Смертность от неосторожности, исчисленная по всей России за 1842 год
Неизвестный автор (1843)
В народном характере русском самой резкой чертой выдается изумительное равнодушие или, лучше, крайняя беспечность насчет опасностей, угрожающих не только здоровью, но и самой жизни. Это не есть признак болезненного повреждения духовной природы, происходящего от малодушной уверенности в бессилии избежать того, что присуждено неотвратимым роком, или от печальной утраты всякой веры в достоинство и прелесть земного бытия от черного, отчаянного сплина (хандры. — С. И.). Это, напротив, есть следствие как будто избытка жизненной энергии, избытка душевных сил, безусловно самонадеянных и потому безрасчетно разгульных. «Смерть копейка, голова наживное дело!» — говорит себе человек русский и, махнув рукою, с беззаботным спокойствием лезет в огонь и воду, часто не только без нужды, но даже без всякого повода, единственно для того, чтобы не дать себе труда сделать несколько лишних шагов в обход вправо или влево.

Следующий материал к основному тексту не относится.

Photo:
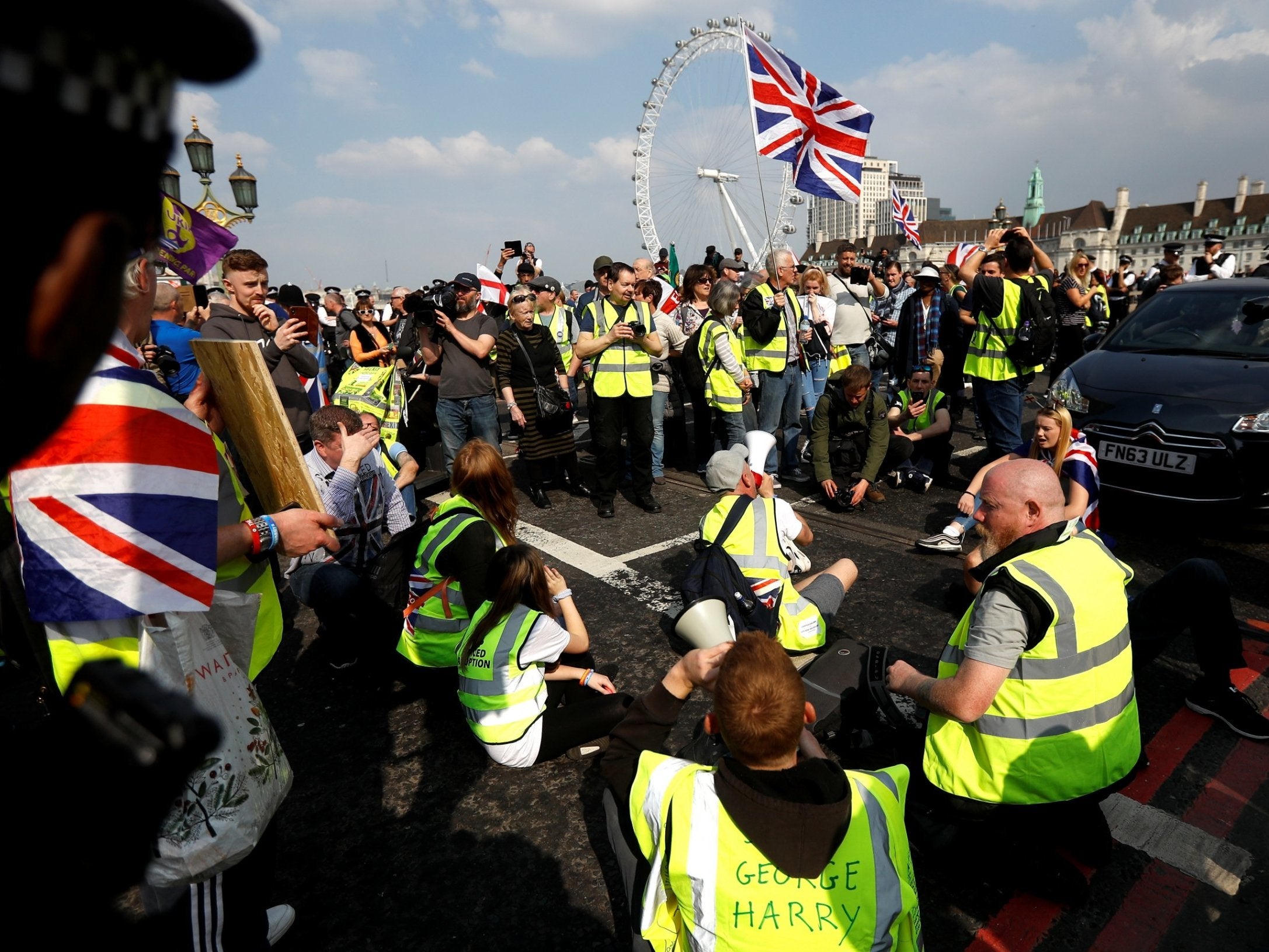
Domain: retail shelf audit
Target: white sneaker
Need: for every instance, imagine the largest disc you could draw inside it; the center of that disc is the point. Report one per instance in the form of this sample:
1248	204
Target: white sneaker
942	543
281	918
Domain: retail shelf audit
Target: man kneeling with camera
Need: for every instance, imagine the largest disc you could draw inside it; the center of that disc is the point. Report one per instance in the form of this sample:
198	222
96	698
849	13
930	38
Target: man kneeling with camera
852	440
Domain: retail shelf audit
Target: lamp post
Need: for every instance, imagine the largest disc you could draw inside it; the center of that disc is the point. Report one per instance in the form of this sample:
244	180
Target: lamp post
199	148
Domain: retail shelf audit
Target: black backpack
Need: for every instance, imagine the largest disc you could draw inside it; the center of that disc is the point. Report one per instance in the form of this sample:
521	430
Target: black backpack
1037	325
715	574
694	372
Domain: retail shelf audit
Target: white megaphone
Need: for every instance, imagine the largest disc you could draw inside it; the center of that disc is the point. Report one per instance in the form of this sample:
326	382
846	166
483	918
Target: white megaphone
705	624
759	443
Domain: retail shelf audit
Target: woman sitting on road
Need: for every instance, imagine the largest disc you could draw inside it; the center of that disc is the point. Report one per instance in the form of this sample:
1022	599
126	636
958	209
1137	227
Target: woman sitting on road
449	579
1056	443
517	664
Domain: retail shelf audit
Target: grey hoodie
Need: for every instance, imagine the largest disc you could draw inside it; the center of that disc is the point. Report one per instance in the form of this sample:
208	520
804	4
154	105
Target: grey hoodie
284	366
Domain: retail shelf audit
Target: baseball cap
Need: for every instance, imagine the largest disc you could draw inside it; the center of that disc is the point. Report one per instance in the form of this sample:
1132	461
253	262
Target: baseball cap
725	469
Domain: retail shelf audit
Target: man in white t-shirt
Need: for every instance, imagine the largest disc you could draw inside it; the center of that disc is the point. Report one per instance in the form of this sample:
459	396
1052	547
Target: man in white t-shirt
849	286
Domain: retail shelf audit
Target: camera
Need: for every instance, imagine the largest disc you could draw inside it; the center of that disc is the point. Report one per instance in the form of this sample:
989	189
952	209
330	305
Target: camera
424	303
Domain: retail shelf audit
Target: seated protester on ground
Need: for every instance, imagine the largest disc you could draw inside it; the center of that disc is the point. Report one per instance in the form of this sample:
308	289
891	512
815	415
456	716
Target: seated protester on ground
527	685
402	467
1033	715
1055	443
757	545
712	842
850	437
356	489
449	579
923	418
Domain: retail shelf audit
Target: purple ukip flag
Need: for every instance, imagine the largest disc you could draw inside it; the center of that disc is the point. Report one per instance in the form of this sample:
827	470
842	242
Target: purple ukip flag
191	243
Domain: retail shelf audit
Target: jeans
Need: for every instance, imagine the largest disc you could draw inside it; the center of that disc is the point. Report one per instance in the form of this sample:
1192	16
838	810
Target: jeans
781	408
1000	408
467	418
812	386
608	418
660	398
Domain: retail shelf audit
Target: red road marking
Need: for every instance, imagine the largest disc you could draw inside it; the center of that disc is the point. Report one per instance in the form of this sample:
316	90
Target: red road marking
1024	919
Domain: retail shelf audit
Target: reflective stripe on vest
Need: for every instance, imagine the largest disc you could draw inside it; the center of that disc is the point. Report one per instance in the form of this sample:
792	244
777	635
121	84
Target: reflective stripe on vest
432	631
559	325
624	367
933	401
1064	724
500	699
721	390
985	356
711	889
774	355
756	546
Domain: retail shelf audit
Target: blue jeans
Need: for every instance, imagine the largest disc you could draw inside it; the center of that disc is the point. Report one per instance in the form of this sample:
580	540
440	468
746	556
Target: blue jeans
468	418
660	398
812	387
1000	408
781	408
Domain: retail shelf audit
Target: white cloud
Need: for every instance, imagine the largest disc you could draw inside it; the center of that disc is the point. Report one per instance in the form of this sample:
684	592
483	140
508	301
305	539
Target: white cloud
255	150
340	75
478	69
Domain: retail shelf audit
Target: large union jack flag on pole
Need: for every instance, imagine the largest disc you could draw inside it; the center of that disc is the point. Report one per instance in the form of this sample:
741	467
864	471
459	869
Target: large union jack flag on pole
903	215
800	120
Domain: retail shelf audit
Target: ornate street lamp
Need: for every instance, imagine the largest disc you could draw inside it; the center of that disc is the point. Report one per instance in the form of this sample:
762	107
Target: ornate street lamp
199	148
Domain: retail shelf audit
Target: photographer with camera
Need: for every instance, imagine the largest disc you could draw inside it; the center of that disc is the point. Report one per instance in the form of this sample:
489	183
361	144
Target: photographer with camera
850	436
620	338
455	332
166	333
850	286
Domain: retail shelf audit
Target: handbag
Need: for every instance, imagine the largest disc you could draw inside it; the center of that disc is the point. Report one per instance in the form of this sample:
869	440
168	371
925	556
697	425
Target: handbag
552	401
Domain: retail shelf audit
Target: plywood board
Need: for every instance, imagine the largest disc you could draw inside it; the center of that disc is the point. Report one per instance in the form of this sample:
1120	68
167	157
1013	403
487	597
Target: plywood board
263	440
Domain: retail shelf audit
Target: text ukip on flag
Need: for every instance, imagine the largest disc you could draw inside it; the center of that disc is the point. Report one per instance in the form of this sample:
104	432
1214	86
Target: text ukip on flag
800	120
903	215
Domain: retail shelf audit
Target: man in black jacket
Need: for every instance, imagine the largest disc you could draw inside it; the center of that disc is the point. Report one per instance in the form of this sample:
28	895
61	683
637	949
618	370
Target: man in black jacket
246	318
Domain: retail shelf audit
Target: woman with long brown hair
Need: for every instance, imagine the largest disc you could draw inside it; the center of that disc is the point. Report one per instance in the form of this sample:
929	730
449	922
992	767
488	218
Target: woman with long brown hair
449	579
517	664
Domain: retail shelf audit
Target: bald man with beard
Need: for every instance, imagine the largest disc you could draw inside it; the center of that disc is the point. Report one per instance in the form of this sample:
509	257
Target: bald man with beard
1033	714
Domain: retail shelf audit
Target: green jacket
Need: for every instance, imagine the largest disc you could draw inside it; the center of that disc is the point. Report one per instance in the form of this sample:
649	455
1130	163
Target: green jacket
837	421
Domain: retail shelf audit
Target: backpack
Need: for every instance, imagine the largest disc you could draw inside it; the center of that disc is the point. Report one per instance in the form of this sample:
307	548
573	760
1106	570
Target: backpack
693	371
1037	325
715	574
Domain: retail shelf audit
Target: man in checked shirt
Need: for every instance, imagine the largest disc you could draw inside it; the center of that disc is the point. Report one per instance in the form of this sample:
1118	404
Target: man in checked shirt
357	490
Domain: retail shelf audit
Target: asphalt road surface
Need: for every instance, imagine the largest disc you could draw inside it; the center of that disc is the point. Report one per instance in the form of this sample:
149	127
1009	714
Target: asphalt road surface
400	834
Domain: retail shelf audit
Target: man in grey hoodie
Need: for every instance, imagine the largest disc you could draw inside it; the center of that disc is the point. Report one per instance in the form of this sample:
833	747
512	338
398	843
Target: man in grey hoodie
248	318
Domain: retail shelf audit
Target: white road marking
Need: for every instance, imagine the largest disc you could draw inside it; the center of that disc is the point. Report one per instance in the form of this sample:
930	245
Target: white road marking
1179	845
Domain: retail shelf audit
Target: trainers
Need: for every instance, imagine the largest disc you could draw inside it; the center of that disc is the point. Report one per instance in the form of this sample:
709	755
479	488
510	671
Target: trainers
941	543
1234	708
593	748
281	918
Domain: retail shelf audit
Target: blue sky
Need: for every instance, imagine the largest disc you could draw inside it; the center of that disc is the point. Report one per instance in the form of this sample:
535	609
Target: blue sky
419	133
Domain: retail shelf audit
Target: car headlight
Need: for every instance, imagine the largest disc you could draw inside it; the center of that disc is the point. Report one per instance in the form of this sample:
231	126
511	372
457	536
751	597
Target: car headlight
1253	423
1068	390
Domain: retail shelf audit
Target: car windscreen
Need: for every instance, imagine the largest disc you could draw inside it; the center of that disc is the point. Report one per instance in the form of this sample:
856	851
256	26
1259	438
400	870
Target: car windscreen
1177	320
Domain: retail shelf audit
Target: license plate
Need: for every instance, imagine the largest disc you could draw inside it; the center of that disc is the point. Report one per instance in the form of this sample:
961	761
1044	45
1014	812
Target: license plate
1146	457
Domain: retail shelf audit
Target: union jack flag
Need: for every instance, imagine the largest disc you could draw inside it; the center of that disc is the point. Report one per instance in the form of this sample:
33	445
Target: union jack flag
959	254
903	215
116	513
800	120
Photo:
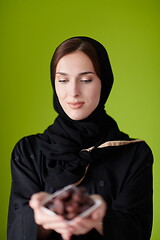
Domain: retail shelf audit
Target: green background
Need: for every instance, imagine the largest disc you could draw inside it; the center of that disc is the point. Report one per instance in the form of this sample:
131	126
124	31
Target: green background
30	31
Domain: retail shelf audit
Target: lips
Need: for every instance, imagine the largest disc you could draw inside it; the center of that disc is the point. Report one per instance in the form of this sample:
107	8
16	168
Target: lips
75	105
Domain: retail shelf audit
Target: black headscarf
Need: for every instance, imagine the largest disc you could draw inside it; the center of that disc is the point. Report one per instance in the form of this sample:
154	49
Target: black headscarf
62	143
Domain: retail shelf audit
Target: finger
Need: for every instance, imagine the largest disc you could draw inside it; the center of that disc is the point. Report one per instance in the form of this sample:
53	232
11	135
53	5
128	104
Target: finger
36	199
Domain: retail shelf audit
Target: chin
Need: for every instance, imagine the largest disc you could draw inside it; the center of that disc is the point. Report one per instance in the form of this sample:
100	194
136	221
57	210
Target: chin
77	117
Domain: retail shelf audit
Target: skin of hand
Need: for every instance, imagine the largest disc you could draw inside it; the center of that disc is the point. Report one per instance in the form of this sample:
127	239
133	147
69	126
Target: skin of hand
56	223
80	225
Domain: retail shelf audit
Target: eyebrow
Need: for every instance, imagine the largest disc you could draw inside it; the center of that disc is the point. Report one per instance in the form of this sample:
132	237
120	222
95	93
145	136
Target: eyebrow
80	74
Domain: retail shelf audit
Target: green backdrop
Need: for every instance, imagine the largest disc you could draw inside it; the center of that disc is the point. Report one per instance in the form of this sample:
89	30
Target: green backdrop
30	31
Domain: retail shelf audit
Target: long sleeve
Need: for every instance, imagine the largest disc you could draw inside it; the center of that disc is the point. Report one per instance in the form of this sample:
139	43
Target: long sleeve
130	214
25	182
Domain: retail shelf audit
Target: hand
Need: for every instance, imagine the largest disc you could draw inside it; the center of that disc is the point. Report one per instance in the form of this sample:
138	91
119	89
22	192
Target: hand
56	223
82	225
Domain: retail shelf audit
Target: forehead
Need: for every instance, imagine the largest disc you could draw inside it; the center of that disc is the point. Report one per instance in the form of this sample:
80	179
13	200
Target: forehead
76	61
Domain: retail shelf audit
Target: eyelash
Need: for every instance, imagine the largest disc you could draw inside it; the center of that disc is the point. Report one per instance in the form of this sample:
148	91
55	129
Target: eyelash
82	80
86	80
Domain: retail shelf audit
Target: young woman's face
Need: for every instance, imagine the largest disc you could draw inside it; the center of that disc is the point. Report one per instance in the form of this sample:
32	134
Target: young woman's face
77	85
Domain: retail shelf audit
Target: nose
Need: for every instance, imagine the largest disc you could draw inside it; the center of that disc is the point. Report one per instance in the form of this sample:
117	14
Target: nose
74	89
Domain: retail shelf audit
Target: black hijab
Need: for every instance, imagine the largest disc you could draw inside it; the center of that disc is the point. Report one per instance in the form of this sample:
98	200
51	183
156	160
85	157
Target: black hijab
62	143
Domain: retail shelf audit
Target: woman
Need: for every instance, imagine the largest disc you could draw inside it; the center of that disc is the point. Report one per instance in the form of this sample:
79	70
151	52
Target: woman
85	147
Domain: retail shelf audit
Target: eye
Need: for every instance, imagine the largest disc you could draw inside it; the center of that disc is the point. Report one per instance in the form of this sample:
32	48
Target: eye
86	80
62	80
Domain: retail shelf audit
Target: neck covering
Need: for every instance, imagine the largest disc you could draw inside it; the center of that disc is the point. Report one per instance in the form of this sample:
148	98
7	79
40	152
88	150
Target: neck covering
62	143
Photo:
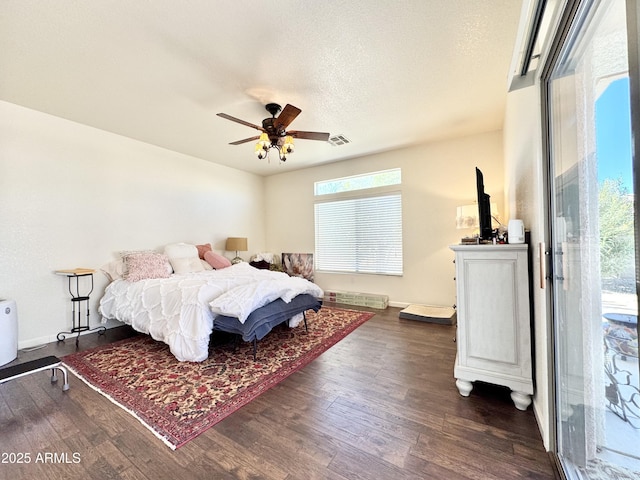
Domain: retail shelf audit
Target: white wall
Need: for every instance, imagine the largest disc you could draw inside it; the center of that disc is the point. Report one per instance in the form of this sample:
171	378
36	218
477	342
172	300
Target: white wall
524	187
73	196
436	178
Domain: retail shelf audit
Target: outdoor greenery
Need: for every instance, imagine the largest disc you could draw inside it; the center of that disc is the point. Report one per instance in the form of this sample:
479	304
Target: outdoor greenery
616	230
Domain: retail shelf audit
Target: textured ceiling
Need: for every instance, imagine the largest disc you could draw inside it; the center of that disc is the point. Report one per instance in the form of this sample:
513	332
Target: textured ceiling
384	74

Толкуй ему, что он идет на явную беду, что его постигнет верная гибель: он почешет себе затылок и скажет в ответ на все предостережения другую, не менее любимую пословицу: «Э! Да двух смертей не будет, а одной не миновать!» Тут, конечно, есть много поэзии, которой нельзя отказать в сочувствии, даже в уважении, тем больше, что это удалое молодечество никогда почти не переходит в хвастовство, совершается почти всегда бескорыстно; коротко сказать, если не всегда заставляет пропадать людей, то само большей частию пропадает даром.
Но поэзия поэзией, а прозаическая действительность, отсюда происходящая, представляет весьма горькие результаты. Сколько жертв погибает таким образом, погибает безвременно и напрасно! То правда, что «на всякий час не напасешься», от всего уберечься нет возможности. Нередко и даже очень часто случается, что «топит не море, а лужа». Однако ж, если не лезть нарочно в лужу, то не утонешь и в луже. Есть же пословица, и пословица весьма мудрая, что «береженого сам Бог бережет!» Больше внимания и опасливости: тогда, наверное, меньше будет случаев оплакивать несчастные жертвы, гибнущие от собственной вины, от беспечной и безрассудной неосторожности.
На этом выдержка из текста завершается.